A comment to this answer to another question states
I would imagine that for any linear non-unitary time-evolution operator, I can find a unitary one that will yield the same expectation values for every [physical state], which makes non-unitary time-evolution with manual normalization equal to unitary time evolution with standard normalization.
Is this correct?
No. For any particular initial state $|\psi_0\rangle$, we can manually normalize the hypothetical non-unitary but linear time-evolution operator $\hat{O}(t)$ in such a way that the manually normalized operator $\hat{O}_n(t) \equiv N_{\psi_0}(t)\, \hat{O}(t)$ produces a time-evolved trajectory $|\psi(t)\rangle = \hat{O}_n(t) |\psi_0\rangle$ with constant norm. But the key point is that the manual normalization function $N_{\psi_0}(t)$ necessarily depends on the particular initial state $|\psi_0\rangle$; there is not in general any manually normalized version of $\hat{O}(t)$ that preserves the norm along the trajectories for all initial states, like a unitary time-evolution operator does. The unitarity of the time-evolution operator is therefore a much stronger requirement than mere linearity, and you can't manually normalize an arbitrary linear time-evolution operator to a unitary one. (But note that the physical interpretation of unitarity is somewhat obscure in the projective-space formalism, where physical states don't have norms.)
As a simple example, consider the hypothetical linear but non-unitary time-evolution operator
$$\hat{O}(t) = \left( \begin{array}{cc} 1 & i \omega t \\ 0 & 1 \end{array}\right).$$
This operator trajectory is a one-parameter Lie group, i.e. it satisfies the composition property $\hat{O}(t_2) \hat{O}(t_1) = \hat{O}(t_2 + t_1)$. It preserves the norm of the initial state $(1, 0)$, so the manual normalization function for that initial state is the trivial $N(t) \equiv 1$. But the operator scales the norm of the initial state $(0, 1)$ over time as $\sqrt{1 + (\omega t)^2}$, so the manual normalization function for that initial state is $N(t) = 1/\sqrt{1 + (\omega t)^2}$. You can't normalize $\hat{O}(t)$ to simultaneously preserve the norm of both initial states. (Relatedly, the generator of this Lie group $$i \frac{d\hat{O}}{dt}|_{t=0} = \left( \begin{array}{cc} 0 & -1 \\ 0 & 0 \end{array}\right)$$ is not Hermitian.)

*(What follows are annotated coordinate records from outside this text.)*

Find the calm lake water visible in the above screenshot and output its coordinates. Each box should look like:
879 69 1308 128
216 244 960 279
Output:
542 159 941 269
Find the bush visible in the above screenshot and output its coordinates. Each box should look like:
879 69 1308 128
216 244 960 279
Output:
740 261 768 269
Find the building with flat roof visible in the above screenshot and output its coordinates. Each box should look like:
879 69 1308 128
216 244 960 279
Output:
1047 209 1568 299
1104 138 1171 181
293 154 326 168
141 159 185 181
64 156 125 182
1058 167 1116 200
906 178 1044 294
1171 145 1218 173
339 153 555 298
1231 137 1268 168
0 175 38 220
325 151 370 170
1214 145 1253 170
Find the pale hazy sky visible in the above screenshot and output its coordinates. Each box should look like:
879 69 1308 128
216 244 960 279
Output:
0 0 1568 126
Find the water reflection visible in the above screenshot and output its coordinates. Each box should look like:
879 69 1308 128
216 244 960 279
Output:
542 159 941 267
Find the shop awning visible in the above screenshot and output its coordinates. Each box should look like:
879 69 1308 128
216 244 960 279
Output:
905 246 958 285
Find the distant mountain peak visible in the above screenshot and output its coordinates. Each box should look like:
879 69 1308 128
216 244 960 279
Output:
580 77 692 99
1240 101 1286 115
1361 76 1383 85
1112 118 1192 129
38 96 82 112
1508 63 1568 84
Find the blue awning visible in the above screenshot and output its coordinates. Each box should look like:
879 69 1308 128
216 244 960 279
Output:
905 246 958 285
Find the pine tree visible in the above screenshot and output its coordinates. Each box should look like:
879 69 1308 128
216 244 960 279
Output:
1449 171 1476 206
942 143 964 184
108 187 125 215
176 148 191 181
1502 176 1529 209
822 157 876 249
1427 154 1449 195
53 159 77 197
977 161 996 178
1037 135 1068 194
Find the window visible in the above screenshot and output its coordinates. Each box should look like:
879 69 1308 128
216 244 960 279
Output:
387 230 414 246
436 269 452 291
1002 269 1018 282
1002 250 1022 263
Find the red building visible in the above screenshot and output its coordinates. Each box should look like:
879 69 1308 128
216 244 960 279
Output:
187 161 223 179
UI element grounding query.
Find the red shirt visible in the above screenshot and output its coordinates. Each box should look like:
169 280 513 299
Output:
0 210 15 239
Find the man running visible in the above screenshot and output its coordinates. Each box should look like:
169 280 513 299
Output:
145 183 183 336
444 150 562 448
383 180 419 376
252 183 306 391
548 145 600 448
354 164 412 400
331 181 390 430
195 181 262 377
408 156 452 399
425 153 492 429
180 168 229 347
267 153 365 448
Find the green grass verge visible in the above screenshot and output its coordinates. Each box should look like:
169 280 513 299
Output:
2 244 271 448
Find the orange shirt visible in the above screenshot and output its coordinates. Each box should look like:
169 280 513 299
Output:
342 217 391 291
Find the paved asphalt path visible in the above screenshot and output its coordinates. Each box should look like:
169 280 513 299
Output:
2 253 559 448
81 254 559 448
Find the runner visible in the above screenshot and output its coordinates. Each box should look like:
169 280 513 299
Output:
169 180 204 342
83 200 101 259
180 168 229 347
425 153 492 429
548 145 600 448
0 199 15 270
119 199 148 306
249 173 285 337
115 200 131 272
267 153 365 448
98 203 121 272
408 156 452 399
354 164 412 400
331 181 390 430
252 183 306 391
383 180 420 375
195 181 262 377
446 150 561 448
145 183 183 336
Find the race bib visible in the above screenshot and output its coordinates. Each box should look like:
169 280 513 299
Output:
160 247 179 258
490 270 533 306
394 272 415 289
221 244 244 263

Given a linear (but possibly non-unitary) time-evolution operator $\hat O(t)$, "manual normalization" would mean to consider the time evolution $$ |\psi(t)\rangle = \frac{\sqrt{\langle \psi_0 | \psi_0 \rangle}}{\sqrt{\langle \psi_0 | \hat O(t)^\dagger \hat O(t) |\psi_0\rangle}} \, \hat O(t) |\psi_0\rangle . $$ It is clear that this map $|\psi_0\rangle \mapsto |\psi(t)\rangle$ is non-linear in general (except if $\hat O(t)^\dagger \hat O(t)$ is a multiple of the identity). In other words, we can only "repair" normalization at the cost of linearity.